该 PR 旨在改进 Speculative Decoding（尤其是 MTP）在 PD 拆分场景下的 metrics 记录，并尝试兼容特定 runner（通过环境变量开关）下的执行路径，以避免 EP/空输入等场景的异常行为。

Changes:

在 GPUModelRunner 的特定分支中新增日志与 MTP 空输入 forward 兜底执行逻辑。
在 MTP proposer 中引入环境变量开关，控制多模态相关 attn_mask_offsets 的处理路径。
在 PD 拆分的资源管理流程中修正/隔离 metrics 对象并补充 decoder 侧起始时间戳字段与更新方法。

Reviewed changes

Copilot reviewed 4 out of 4 changed files in this pull request and generated 3 comments.

File	Description
fastdeploy/worker/gpu_model_runner.py	增加 speculative decoding 场景下的日志；在无有效输入/输出时为 MTP+EP 增加空输入 forward 的兜底执行
fastdeploy/spec_decode/mtp.py	增加 EB5_ENABLE_FD_RUNNER 环境变量开关，并在 CUDA 路径/插入任务时条件性跳过多模态 mask offsets 的构造与更新
fastdeploy/engine/sched/resource_manager_v1.py	PD decode 侧接收 prefilled request 时深拷贝 metrics 并补充 decoder 推理起始时间设置
fastdeploy/engine/request.py	RequestMetrics 增加 decoder engine 发送时间戳字段，并新增更新方法用于设置该字段

Comments suppressed due to low confidence (1)

fastdeploy/spec_decode/mtp.py:904

同上：_propose_cuda() 在 eb5_runner=true 时跳过 update_attn_mask_offsets，但 forward 仍会基于 ForwardMeta.attn_mask_offsets 执行注意力计算（只要 enable_mm=True）。这会让 attn_mask_offsets 可能保持上一次 batch 的值或默认未初始化值，从而污染本轮推理。

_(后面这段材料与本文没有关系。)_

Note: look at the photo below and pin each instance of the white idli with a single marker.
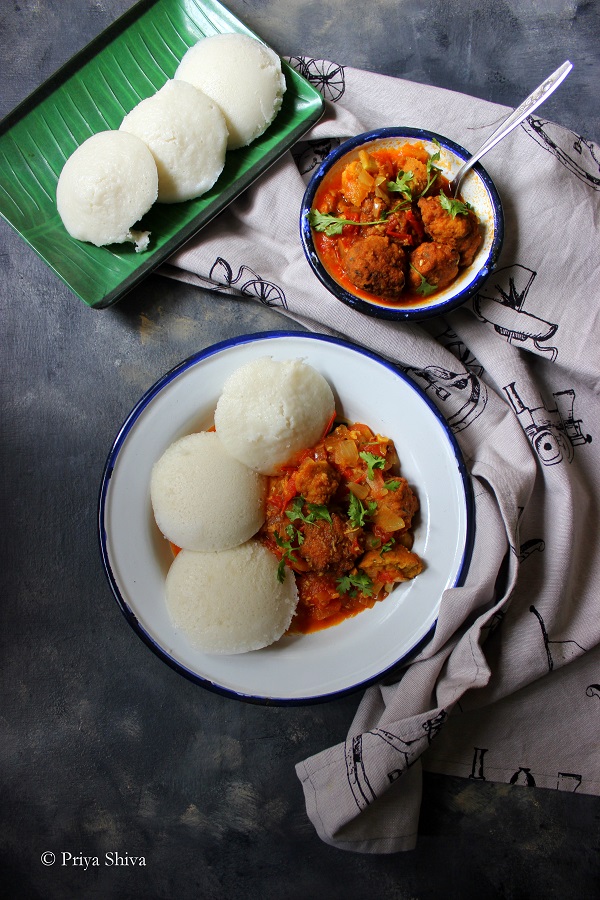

建议在 eb5_runner 场景显式把 ForwardMeta.attn_mask_offsets 置空/禁用多模态 mask offsets，或保证每步都对 offsets 做正确刷新。

                if self.enable_mm and not self.eb5_runner:
                    attn_mask_offsets = update_attn_mask_offsets(
                        ids_remove_padding,
                        getattr(
                            self.model_inputs, "seq_lens_this_time", self.model_inputs["seq_lens_this_time_buffer"]
                        ),
                        self.model_inputs["seq_lens_encoder"],
                        self.model_inputs["seq_lens_decoder"],
                        cu_seqlens_q,
                        self.model_inputs["attn_mask_offsets_full"],
                        self.model_inputs["attn_mask_offsets_decoder"],
                        self.model_inputs["is_block_step"],
                        self.model_inputs["decode_states"],
                        self.model_inputs["mask_rollback"],
                    )
                    self.model_inputs["attn_mask_offsets"].copy_(attn_mask_offsets, False)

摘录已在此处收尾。